The USPSTF has issued a grade A recommendation for routine lipid screening for all men of age >35 years and women >45 years who are at increased risk for CHD.75 The Task Force also issued a grade B recommendation to screen for lipid disorders beginning at age 20 years for men and women who have diabetes, hypertension, obesity, tobacco use, noncoronary atherosclerosis, or family history of early CVD. These recommendations are currently being updated.
In 2014, the ACC/AHA published "a guideline on the treatment of blood cholesterol to reduce atherosclerotic cardiovascular risk in adults." This guideline offers evidence-based recommendations on using statins to treat cholesterol in high-risk groups (Fig. 1). Persons with clinical atherosclerotic CVD include "those with an acute coronary syndrome and those with a history of MI, stable or unstable, angina, coronary of other arterial revascularization, or stroke, transient ischemic attack, or peripheral arterial disease … of atherosclerotic origin." In addition, the ACC/AHA provides a calculator for clinicians and patients to estimate 10-year and lifetime gender and race-specific risks for CHD and stroke events to guide statin use for primary prevention: ACC/AHA Risk Calculator.

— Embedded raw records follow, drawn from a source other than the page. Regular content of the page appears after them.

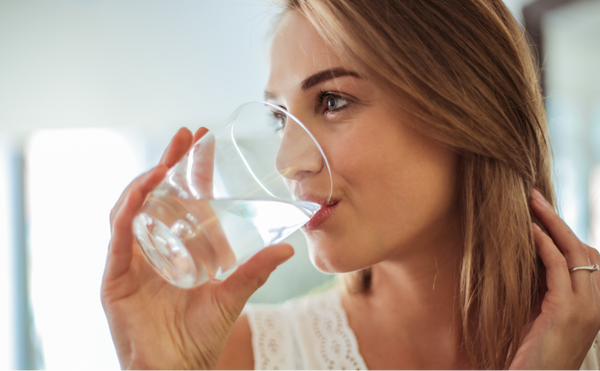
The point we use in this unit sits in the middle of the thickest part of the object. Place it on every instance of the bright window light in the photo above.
(73, 178)
(7, 284)
(595, 207)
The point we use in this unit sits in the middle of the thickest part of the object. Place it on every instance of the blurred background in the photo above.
(91, 92)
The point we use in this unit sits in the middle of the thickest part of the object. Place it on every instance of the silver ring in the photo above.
(591, 268)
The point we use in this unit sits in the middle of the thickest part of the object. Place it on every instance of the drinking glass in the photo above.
(248, 183)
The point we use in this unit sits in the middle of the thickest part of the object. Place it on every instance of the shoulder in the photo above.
(592, 360)
(237, 354)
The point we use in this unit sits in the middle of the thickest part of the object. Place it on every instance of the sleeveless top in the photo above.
(312, 334)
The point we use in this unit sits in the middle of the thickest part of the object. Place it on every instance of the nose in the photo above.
(298, 156)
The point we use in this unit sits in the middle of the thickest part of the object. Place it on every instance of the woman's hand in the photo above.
(155, 325)
(564, 331)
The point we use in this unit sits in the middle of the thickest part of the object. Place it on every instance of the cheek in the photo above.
(398, 183)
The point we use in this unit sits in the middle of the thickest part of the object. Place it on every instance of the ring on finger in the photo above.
(591, 268)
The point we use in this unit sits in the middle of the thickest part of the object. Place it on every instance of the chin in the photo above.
(334, 258)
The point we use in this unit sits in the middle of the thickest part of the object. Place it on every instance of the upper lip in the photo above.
(319, 200)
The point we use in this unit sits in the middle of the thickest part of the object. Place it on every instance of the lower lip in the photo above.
(320, 217)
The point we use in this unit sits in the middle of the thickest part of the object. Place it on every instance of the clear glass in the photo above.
(249, 183)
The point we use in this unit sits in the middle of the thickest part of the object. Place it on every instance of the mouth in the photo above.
(321, 216)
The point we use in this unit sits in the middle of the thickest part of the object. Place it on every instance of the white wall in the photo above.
(150, 64)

FIGURE 1. American College of Cardiology/American Heart Association cholesterol guideline, 2013.
Use the CVD risk calculators to establish 10-year risk. The most recent ACC/AHA Cholesterol Guideline provides evidence-based recommendations for initiating statin therapy based on risk level. The recommendations shown in Figure 1. are briefly summarized below. The guideline notes that high-intensity therapy lowers LDL by about 50% and moderate-intensity therapy lowers LDL by 30% to 50%.
■ For patients with clinical CVD (secondary prevention) or LDL cholesterol levels >190 mg/dL (primary prevention)—prescribe high-intensity statin therapy.
■ For patients with diabetes and/or LDL cholesterol levels from 70 to 189 mg/dL—determine the 10-year risk of atherosclerotic CVD with the new risk calculator (see above). Although the evidence for initiating statins for primary prevention is stronger for adults with 10-year risks above 7.5%, statins can also be considered for risk levels between 5% and<7.5%.
■ However, the guideline also states that clinicians and patients should engage in shared decision making, addressing the potential benefits and harms of prescribing statins and eliciting patient preferences before initiating therapy. The guideline firmly emphasizes the importance of encouraging all patients to adhere to a healthy lifestyle.